Kemudian, Nabi saw menuntun Ali dan mendudukkannya di samping Fatimah.
Beliau berdoa, “Ya Allah, sesungguhnya keduanya adalah makhluk-Mu yang
paling aku cintai, maka cintailah keduanya, berkahilah keturunannya, dan
peliharalah keduanya. Sesungguhnya aku menjaga mereka berdua dan
keturunannya dari setan yang terkutuk.” Rasulullah mencium keduanya
sebagai tanda ungkapan selamat berbahagia. Kepada Ali, beliau berkata,
“Wahai Ali, sebaik-baik istri adalah istrimu.”
Dan kepada Fatimah, beliau menyatakan, “Wahai Fatimah, sebaik-baik suami adalah suamimu.”

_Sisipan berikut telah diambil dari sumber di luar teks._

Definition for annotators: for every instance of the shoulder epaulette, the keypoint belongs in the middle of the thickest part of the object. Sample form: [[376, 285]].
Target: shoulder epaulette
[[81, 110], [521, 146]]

Acara pernikahan itu berlangsung dengan kesederhanaan. Saat itu, Ali
tidak memiliki sesuatu yang bisa diberikan sebagai mahar kepada sang
istri selain pedang dan perisainya. Untuk menutupi keperluan mahar itu,
ia bermaksud menjual pedangnya. Tetapi Rasulullah saw mencegahnya,
karena Islam memerlukan pedang itu, dan tidak setuju apabila Ali menjual
perisainya.
Dengan mas kawin hanya 400
dirham, dia memulakan penghidupan dengan wanita yang sangat dimuliakan
Allah di dunia dan di akhirat. Dan ’Ali pun menikahi Fathimah, dengan
menggadaikan baju besinya kepada Ustman bin Affan itulah, dan rumah yang
semula ingin disumbangkan ke kawan-kawannya tapi Rosulullah berkeras
agar ia membayar cicilannya. Itu hutang.